Introduction: How to Test a Wind Turbine - an Instructable in Progress
Testing wind turbines isn't as easy as it may sound. Energy in the wind varies widely, changing with temperature, altitude and of course, with location, time of day, and time of year. Understanding what's going on with a turbine requires measuring at least 3 things, at the same time, ideally many times per second, for long periods of time. I'm going to show you how I've done it, and discuss other possibilities for how it can be done.
I've been working in this field for quite a while, and to start this instructable process, I've made the youtube video attached and am making this instructable to help people understand some of the complexity of this kind of testing, and why I'm excited to be testing my new design.
I'll be adding more to this instructable as I complete this round of testing. Both the turbine, and the instructable are works in progress.
Wind is a tricky resource to capture most especially on a small scale. In the past decade or two most north american small wind turbine manufacturers have gone out of business, and few new ones have popped up to replace them.
The industry was full of manufacturers making extraordinary claims for both their HAWT and VAWT products, but after the green energy research boom that went along with the fear of fossil fuel shortages in 2007-8, a lot has changed.
A big change was driven by the unlikely claims of industry, and the Small Wind Certification Council was founded with the mandate to encourage manufacturers to have their turbines 3rd party tested and the results certified so that consumers would have a reliable supply of performance information. This process and other testing showed that most small turbines are poor performers, and may not even return the energy it cost to manufacture them, when installed in most sites. Good information drove a lot of manufactures to abandon products or go out of business (like UGE, turby, SouthWestWindpower,).
One of the largest realizations that testing and evaluation brought forward was that few people live in windy enough environments for a small wind turbine to function usefully. It takes a lot more wind than most people expect for a site to produce useful power.
With Solar power it's fairly simple to assess a site, basically most sites that aren't shaded, are likely OK, one might be 2x as good as another, but it's unlikely that one site will be 10X as good as another. Wind is different, sites will commonly have average wind speed differences of 10X, and because wind energy is cubic to wind speed, a very windy site may collect 10,000 x the energy that a low wind site may have.

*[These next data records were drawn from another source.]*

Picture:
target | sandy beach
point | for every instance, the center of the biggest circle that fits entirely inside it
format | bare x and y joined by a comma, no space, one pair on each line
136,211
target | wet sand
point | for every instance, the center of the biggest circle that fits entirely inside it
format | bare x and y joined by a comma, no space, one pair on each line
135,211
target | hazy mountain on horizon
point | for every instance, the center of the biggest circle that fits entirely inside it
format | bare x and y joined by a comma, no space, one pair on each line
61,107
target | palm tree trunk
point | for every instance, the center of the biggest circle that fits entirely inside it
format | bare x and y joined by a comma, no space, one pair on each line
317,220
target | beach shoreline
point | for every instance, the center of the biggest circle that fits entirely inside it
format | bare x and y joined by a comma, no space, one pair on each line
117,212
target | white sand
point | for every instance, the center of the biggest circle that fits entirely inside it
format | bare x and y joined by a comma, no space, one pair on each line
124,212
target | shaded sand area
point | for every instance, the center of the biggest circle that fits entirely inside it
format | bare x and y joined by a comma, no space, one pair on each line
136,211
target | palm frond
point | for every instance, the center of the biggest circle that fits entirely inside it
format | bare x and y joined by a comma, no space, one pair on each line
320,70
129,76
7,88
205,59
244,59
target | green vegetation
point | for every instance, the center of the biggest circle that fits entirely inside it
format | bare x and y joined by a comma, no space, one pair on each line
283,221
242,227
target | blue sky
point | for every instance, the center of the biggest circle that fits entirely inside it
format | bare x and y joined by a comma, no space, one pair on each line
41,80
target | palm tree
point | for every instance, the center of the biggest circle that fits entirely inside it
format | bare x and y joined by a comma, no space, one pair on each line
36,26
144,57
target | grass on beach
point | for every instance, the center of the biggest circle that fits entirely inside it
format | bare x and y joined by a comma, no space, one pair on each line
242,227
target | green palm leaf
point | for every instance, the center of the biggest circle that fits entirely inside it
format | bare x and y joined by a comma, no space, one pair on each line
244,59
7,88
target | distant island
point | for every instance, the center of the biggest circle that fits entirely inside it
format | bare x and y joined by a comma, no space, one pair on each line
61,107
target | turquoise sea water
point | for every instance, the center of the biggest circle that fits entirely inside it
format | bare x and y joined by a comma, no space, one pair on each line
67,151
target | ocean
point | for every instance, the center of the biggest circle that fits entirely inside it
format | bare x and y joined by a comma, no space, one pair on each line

So with all that said, why jump into testing turbines that may not even be useful?
For me it's because I saw a historical technology, the Savonius VAWT, as misunderstood by most researchers who characterized it as a simple "drag" based turbine and therefore unlikely to ever reach a high enough level of efficiency to be useful. I started research to see if I could see any radically inexpensive way of building them was possible, hoping to make them so inexpensive that it wouldn't matter if they were not as efficient. I had the good fortune of the budding internet as a resource, and a wide skillset. In diving a bit deeper into the understanding of Savonius turbines I found a sea of controversy. In the 1970's what was hoped to be a thorough evaluation of the Savonius type of turbine was done by a USA federal gov institution (the Blackwell report). It relied entirely on wind tunnel tests, and it found that the Savonius, even when optimized as a two bucket rotor about 2x as tall as wide, and with a small amount of overlap (not joined) was a little more than 1/2 the effectiveness as a HAWT of the same size range, and the HAWT could be made with less than 1/2 the material.
On top of the apparent low efficiency and higher cost to construct, researchers testing in the real world, not the wind tunnel, found that they couldn't achieve the energy collection efficiency from the Blackwell report.
Little research was done after this, though there were a few outliers, including in my own back yard, at the University of British Columbia. Researchers Modi, Fernando, and Benesh questioned the idea that a Savonius had a single mechanism of action, Drag, and postulated that a portion of the energy collected by the turbine was from lift, and that might be able to be optimized to improve functioning. They tested an improved rotor vs the historical design optimized by Blackwell in a wind tunnel, and found a large increase in energy collected. Then when they tested it in the real world, it didn't live up to the expectations built on wind tunnel data. This took place in the 80's when green energy and sustainability weren't the concern they are now.
In the 90's and early 2000's some independent researchers were attempting to optimize the Savonius type of turbine, and were confounded by the difference between wind tunnel and real world results. Finally a masters student Ian Ross took on the investigation, and in 2010 published a paper "wind tunnel blockage correction factors in high solidity VAWT's". He found that wind tunnel investigations of VAWT turbines was much more complex than had been expected, and that in cases where the turbine was greater than 5% of the swept area of the wind tunnel, results would be deceptive, especially in cases where standard blockage correction factors were applied. This investigation also found that they historical Savonius was likely much less than 20% efficient, and closer to 5%!
Had I known that in 2005, when I started down this path, I may have changed direction earlier, and never developed the turbine I patented in 2007, with 3rd party testing in 2012 that revealed an efficiency of between 29 and 31%! As good or better than the best small HAWT systems of a similar size!